W_fc2 = weight_variable([80, 1024])
b_fc2 = bias_variable([1024])
Here, the number of neurons is 1024 which is completely arbitrary, but the first number in the weight_variable needs to be something that the dimensions of our feature matrix needs to be divisible by. In this case it can be any number (such as 2, 4, 10, 20, 40, 80). Once again, the bias_variable takes the last number in the weight_variable.
At this point, make sure that the last number in h_pool3_flat = tf.reshape(h_pool3, [-1, 80]) corresponds to the first number in the W_fc2 weight_variable.
Now when you run your training program you will notice that the outcome varies and won't always guess all 1's or all 0's.
When you want to predict the probabilities, you have to feed x to the softmax variable-> y_conv=tf.nn.softmax(tf.matmul(h_fc2_drop, W_fc3) + b_fc3) like so-
ans = sess.run(y_conv, feed_dict={x: x_test_actual, keep_prob: 1.0})

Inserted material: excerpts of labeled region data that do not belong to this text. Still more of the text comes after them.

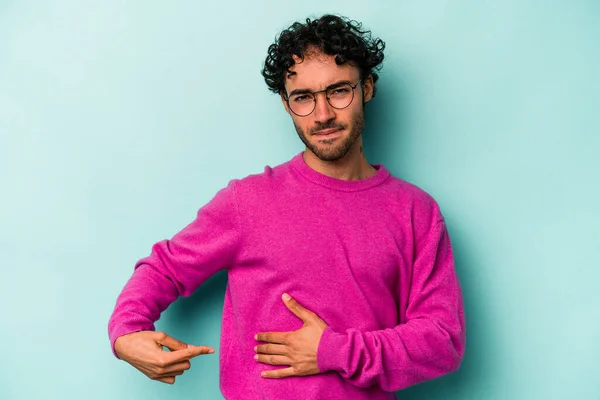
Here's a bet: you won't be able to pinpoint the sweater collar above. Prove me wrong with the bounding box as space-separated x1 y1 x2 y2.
290 153 390 192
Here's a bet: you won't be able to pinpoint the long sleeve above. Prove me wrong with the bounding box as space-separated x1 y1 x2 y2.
317 220 465 391
108 181 242 351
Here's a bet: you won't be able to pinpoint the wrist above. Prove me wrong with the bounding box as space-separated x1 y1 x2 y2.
317 326 348 372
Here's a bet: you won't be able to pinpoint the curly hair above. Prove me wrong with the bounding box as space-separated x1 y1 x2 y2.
262 15 385 96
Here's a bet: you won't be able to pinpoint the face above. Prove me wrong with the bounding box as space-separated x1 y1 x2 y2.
281 52 373 161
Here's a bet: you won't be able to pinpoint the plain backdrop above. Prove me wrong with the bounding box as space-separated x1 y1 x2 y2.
0 0 600 400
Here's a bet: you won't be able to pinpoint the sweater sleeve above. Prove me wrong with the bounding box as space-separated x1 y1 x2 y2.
108 181 241 355
317 221 465 392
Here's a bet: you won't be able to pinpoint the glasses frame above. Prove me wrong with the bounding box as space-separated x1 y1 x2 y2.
283 79 363 117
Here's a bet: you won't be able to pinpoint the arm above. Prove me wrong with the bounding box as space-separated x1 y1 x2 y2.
108 183 241 355
317 221 465 391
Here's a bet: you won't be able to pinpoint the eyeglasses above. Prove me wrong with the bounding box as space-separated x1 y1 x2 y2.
284 79 362 117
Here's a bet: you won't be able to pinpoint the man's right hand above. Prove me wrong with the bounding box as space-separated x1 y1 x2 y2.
115 331 215 385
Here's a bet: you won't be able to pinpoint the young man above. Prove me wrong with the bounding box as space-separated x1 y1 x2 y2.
109 16 465 400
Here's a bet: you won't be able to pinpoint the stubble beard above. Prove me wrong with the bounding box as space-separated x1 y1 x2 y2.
294 108 365 161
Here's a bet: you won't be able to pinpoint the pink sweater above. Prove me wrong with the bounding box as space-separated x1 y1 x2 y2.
109 154 465 400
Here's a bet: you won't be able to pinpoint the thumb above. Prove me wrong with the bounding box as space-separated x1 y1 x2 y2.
281 293 313 322
156 333 188 351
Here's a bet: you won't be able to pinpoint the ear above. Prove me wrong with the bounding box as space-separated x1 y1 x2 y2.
279 92 291 115
363 75 374 103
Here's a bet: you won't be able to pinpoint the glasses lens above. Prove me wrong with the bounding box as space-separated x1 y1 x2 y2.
288 93 315 116
327 83 354 108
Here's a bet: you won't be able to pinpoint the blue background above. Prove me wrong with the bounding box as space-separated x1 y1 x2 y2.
0 0 600 400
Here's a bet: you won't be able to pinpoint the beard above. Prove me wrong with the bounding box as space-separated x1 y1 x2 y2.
294 107 365 161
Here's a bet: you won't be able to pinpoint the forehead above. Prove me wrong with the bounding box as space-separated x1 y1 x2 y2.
285 52 359 92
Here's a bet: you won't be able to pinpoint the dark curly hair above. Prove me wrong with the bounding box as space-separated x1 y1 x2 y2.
262 15 385 96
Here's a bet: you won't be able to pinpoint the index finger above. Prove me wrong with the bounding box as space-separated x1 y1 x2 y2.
165 345 215 364
254 332 287 344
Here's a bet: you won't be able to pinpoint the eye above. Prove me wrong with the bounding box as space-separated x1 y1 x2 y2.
291 94 312 103
329 87 350 97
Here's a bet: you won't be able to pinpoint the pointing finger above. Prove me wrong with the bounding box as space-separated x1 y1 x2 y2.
156 333 188 351
166 344 215 365
281 293 313 322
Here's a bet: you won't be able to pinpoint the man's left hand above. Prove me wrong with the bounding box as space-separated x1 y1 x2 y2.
254 293 327 378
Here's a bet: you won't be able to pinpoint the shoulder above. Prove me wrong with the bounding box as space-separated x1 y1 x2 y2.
230 156 290 199
385 176 444 225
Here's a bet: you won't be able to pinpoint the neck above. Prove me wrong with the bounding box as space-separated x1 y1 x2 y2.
303 140 377 181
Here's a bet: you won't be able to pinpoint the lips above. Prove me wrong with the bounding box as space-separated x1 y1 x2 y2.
313 128 342 136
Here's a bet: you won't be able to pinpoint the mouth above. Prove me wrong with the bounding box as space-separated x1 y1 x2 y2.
313 128 342 139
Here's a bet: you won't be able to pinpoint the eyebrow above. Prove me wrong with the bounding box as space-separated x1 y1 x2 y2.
288 80 352 97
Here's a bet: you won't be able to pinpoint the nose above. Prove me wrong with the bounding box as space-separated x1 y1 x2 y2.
313 92 335 123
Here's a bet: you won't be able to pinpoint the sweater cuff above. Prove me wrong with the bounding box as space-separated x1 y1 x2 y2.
108 324 155 359
317 326 348 372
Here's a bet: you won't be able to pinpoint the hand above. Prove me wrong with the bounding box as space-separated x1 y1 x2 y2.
254 293 327 378
115 331 215 385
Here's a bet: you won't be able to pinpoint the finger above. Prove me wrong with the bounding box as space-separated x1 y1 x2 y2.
254 344 289 355
164 344 215 366
260 367 299 379
254 332 287 344
154 360 192 378
254 354 290 365
281 293 314 322
156 332 188 351
155 376 175 385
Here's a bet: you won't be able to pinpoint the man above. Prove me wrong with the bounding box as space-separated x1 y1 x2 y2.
109 15 465 400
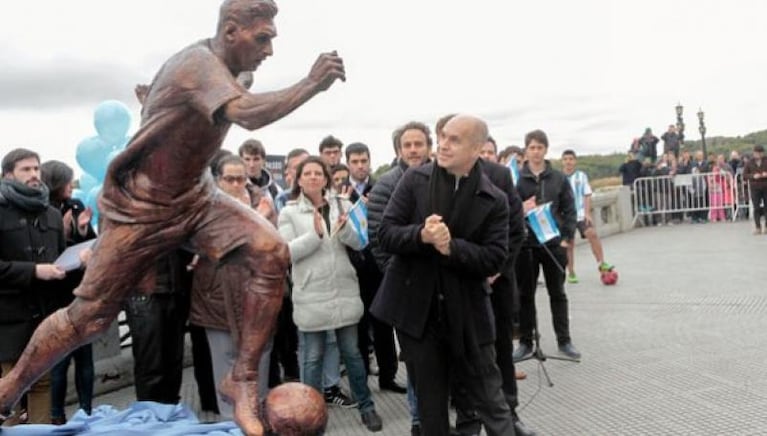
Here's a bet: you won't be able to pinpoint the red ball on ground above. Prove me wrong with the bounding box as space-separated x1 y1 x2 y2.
264 383 328 436
600 270 618 285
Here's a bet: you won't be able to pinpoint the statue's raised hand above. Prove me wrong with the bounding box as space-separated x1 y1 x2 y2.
309 51 346 91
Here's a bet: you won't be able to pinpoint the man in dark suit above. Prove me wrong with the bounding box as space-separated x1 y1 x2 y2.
371 115 514 436
456 158 535 436
344 142 407 394
435 114 535 436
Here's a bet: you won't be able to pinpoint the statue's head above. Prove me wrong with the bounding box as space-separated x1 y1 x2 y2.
216 0 277 73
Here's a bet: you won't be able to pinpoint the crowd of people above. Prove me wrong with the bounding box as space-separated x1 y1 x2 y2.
618 125 767 235
0 115 624 435
0 0 632 436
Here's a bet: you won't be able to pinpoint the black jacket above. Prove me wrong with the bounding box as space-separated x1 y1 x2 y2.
481 160 527 251
367 160 408 272
517 161 578 247
371 163 509 345
0 196 66 362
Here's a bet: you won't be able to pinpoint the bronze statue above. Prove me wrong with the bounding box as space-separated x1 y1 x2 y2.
261 383 328 436
0 0 345 435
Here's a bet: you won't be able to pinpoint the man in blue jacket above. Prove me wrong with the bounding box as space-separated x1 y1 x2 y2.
514 130 581 361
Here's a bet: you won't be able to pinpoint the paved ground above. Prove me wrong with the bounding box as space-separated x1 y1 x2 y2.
70 222 767 435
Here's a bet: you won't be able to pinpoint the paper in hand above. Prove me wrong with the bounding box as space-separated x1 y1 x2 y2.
53 239 96 272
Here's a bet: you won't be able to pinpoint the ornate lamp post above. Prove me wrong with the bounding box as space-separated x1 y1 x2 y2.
676 103 684 146
698 109 708 159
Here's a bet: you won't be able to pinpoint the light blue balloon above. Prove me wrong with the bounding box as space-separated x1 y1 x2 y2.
75 136 112 183
93 100 131 148
80 173 99 195
72 185 85 204
107 150 122 168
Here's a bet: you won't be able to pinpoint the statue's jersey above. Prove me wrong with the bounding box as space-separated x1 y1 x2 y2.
99 40 247 223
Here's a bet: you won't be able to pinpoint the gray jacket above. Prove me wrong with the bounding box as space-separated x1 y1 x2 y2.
367 160 408 273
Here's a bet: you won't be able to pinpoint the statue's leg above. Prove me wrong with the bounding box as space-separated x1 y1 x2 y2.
192 196 289 435
0 221 181 420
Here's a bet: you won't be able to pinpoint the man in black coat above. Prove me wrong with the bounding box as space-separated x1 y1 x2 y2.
0 148 66 425
345 142 407 394
371 115 514 436
514 130 581 361
435 115 535 436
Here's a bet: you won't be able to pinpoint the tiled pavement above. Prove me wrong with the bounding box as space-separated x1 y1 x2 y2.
70 222 767 436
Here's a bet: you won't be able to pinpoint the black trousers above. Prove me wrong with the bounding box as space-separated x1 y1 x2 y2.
188 324 220 414
125 292 189 404
269 293 300 388
397 317 514 436
750 185 767 228
357 287 399 383
453 248 519 435
517 245 570 345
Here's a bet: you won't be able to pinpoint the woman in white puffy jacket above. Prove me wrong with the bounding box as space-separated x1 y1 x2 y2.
278 156 381 431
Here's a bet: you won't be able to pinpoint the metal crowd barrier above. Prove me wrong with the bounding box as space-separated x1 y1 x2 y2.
633 171 750 225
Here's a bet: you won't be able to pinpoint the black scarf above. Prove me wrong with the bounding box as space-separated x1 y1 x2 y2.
427 162 482 368
0 179 50 213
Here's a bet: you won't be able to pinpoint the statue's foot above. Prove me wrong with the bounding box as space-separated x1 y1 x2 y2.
218 373 264 436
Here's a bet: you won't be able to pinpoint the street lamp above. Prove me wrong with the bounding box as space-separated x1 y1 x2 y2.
676 103 684 146
698 109 708 159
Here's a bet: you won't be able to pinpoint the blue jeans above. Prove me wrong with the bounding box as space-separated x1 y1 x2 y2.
51 344 94 418
298 324 375 413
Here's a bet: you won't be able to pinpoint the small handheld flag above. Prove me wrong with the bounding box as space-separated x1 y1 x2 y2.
347 200 370 248
507 153 519 186
525 202 560 244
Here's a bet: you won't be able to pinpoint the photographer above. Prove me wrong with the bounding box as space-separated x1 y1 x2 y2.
40 160 96 425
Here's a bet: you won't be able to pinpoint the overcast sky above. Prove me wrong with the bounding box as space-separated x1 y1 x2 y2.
0 0 767 171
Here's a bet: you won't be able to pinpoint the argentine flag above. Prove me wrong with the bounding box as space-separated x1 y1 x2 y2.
525 202 560 244
506 153 519 186
347 199 370 248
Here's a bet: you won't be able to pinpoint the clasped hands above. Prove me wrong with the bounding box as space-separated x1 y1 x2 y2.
421 215 452 256
314 210 349 238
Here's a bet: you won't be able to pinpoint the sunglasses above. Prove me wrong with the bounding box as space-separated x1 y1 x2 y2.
221 176 247 183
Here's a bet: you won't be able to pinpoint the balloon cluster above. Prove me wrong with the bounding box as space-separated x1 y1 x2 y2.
72 100 131 228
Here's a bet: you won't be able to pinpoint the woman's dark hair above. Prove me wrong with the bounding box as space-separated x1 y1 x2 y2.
210 148 233 177
40 160 75 204
290 156 333 200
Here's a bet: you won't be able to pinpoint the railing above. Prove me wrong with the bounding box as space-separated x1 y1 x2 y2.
633 171 748 224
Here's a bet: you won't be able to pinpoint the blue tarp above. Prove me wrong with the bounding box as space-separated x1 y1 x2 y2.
0 401 242 436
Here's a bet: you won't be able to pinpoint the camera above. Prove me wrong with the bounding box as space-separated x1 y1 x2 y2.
61 198 85 218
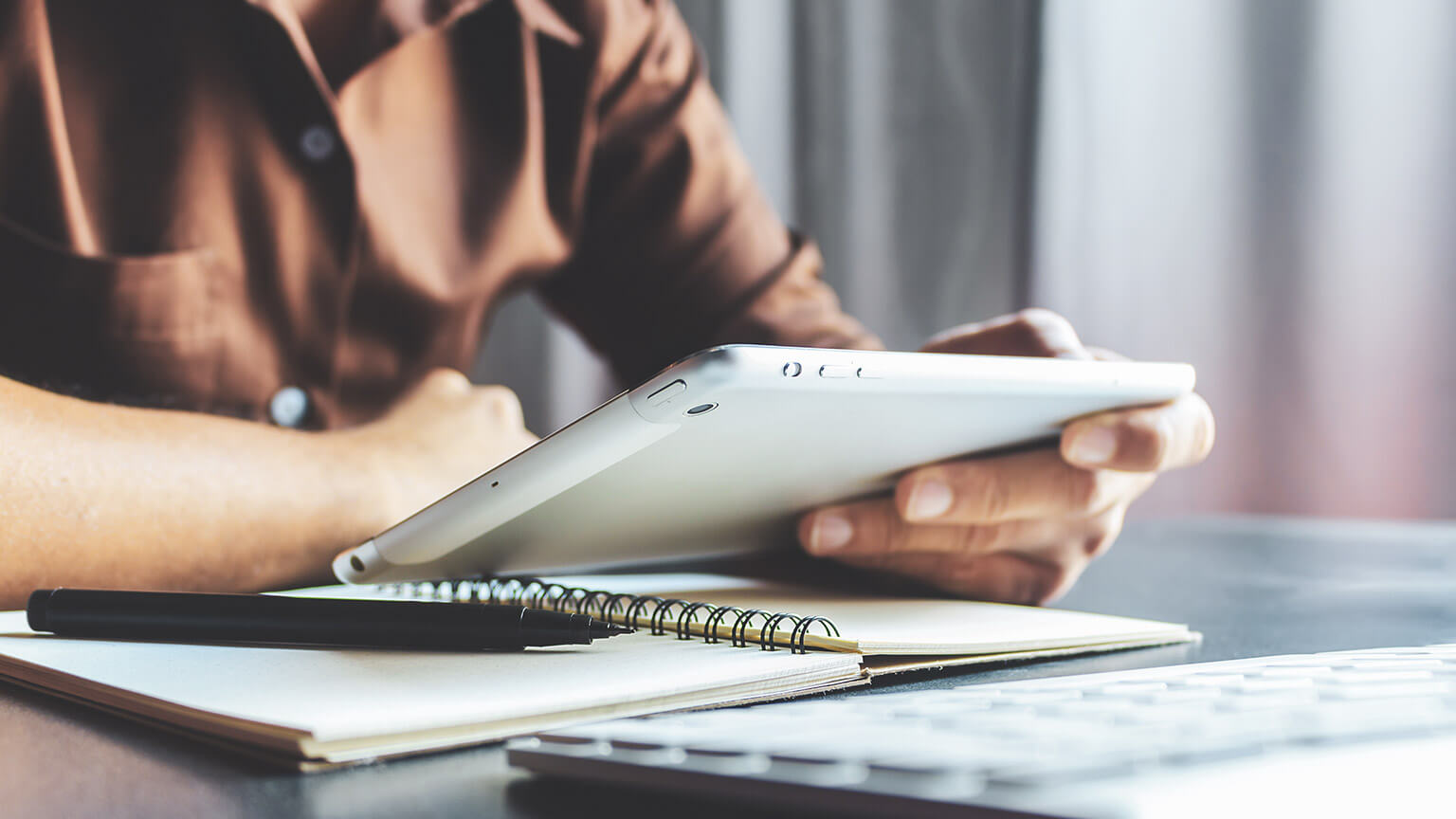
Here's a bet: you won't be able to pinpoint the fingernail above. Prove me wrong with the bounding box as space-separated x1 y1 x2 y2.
1067 427 1117 464
810 512 855 553
905 478 956 520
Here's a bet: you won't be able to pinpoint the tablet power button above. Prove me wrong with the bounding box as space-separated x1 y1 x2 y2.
646 379 687 407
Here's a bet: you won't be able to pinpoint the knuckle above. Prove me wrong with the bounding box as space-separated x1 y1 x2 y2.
956 464 1010 520
424 367 470 393
1082 507 1122 558
1063 469 1109 512
1016 307 1076 342
1122 411 1172 469
476 385 522 421
1016 562 1073 607
956 526 1002 555
1194 395 1216 461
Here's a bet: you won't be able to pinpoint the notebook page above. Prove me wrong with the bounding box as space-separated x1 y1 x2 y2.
0 612 862 743
549 573 1194 654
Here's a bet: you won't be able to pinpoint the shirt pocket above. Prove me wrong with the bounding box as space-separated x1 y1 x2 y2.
0 209 223 407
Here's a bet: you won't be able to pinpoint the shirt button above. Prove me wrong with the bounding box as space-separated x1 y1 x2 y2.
299 125 337 162
268 386 309 430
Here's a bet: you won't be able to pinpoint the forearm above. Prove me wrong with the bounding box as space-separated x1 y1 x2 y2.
0 379 389 608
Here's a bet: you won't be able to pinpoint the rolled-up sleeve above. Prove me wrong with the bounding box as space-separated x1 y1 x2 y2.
541 0 880 380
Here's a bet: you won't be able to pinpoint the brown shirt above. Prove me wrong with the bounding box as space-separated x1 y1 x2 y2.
0 0 875 427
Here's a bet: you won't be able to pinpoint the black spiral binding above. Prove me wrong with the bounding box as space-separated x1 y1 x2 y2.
378 577 839 654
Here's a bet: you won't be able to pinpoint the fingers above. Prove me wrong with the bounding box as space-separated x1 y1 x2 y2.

You can alter the keep_prob variable, but keeping it at a 1.0 always produces the best results. Now, if you print out ans you'll have something that looks like this-
[[ 0.90855026 0.09144982]
[ 0.93020624 0.06979381]
[ 0.98385173 0.0161483 ]
[ 0.93948185 0.06051811]
[ 0.90705943 0.09294061]
[ 0.95702559 0.04297439]
[ 0.95543593 0.04456403]
[ 0.95944828 0.0405517 ]
[ 0.99154049 0.00845954]
[ 0.84375167 0.1562483 ]
[ 0.98449463 0.01550537]
[ 0.97772813 0.02227189]
[ 0.98341942 0.01658053]
[ 0.93026513 0.06973486]
[ 0.93376994 0.06623009]
[ 0.98026556 0.01973441]
[ 0.93210858 0.06789146]
Notice how the probabilities vary. Your training is now working properly.